Em um texto publicado da Harvard Business Review, ele aborda um tema que não cansamos de voltar da Sandbox: definição de problema. Mas faz isso em uma perspectiva que também abordamos bastante, que é a da linguagem.

E isso porque – também como vivemos repetindo nas aulas – estratégia é uma atividade completamente abstrata. As pessoas que desenvolvem produto conseguem toca-lo ao final do trabaho. Quem cria uma campanha publicitária pode mostrar um filme de 30” e as pessoas podem assisti-lo. Quem cuida de canais pode entrar fisicamente em uma loja.

E estratégia?

Estratégia não. É algo que começa e acaba no mundo das ideias. É um conjunto de escolhas, uma lógica, uma linha de raciocínio. E o máximo que ela pode se tornar concreta é em termos de linguagem. As palavras, faladas ou escritas, são o máximo que uma estratégia pode atingir de concretude. Há o visual também, claro, mas ainda assim, não rompe o limite da linguagem.

Nesse sentido, gostamos muito de uma frase que é atribuida a Sócrates [talvez sem nenhum motivo, mas vá lá]:

“A sabedora começa na definição dos termos”

E isso vale completamente para estraégia. Com termos imprecisos e mal definidos, não há estratégia que consiga ser efetiva ou sobreviva à multiplas interpretações ao longo do caminho. Aliás, quanto mais perto da execução, mas essa falta de definição clara é sentida na pele, porque a coisa vai se perdendo e se perdendo.

E é nessa esteira que entra o texto de Art Markman. Porque ele fala sobre como o enunciado do problema é a chave da sua solução, ou seja, a maneira como enquadramos e colocamos em linguagem determinada questão que estamos tentando lidar, é mais de meio caminho andado para atrair as melhores soluções.

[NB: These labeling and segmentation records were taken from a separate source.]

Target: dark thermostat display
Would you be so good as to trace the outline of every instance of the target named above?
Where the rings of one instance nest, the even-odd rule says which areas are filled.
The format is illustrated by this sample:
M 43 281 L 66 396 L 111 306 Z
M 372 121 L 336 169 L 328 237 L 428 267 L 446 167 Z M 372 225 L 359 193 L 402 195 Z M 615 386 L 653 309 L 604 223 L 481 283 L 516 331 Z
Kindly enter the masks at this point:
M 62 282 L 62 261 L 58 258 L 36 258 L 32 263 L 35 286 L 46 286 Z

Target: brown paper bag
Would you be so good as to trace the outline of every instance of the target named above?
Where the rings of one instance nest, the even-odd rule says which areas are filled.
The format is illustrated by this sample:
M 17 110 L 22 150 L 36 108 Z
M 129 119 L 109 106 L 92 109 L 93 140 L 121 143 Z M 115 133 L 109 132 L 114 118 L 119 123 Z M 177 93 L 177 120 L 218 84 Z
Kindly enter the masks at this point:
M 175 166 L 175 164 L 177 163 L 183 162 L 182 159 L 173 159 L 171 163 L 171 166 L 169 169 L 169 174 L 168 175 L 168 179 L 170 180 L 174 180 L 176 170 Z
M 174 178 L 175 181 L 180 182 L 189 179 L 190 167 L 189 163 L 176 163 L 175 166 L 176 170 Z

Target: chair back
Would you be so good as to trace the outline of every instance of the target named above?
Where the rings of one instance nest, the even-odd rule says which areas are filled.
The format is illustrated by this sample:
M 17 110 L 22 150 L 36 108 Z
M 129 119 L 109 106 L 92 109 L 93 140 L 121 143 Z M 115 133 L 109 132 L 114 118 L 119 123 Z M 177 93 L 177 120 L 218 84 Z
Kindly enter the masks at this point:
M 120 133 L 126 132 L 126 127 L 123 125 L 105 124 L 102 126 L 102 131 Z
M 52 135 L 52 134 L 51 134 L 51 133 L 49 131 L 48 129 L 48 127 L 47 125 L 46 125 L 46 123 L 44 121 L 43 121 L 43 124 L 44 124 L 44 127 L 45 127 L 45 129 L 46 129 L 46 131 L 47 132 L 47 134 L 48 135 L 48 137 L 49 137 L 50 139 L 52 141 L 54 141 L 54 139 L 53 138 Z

Apelando para a sua abordagem psicológica, Markman diz sobre a tendênca natural do cérebro de fazer associações com a coisa mais concreta que lhe é automaticamente apresentado. Cita exemplos como pedir para as pessoas pensarem em aniversário ou salada. Traremos automaticamente imagens mentais dessas coisas, como bolos e chapeuzinhos; alfaces e tomates.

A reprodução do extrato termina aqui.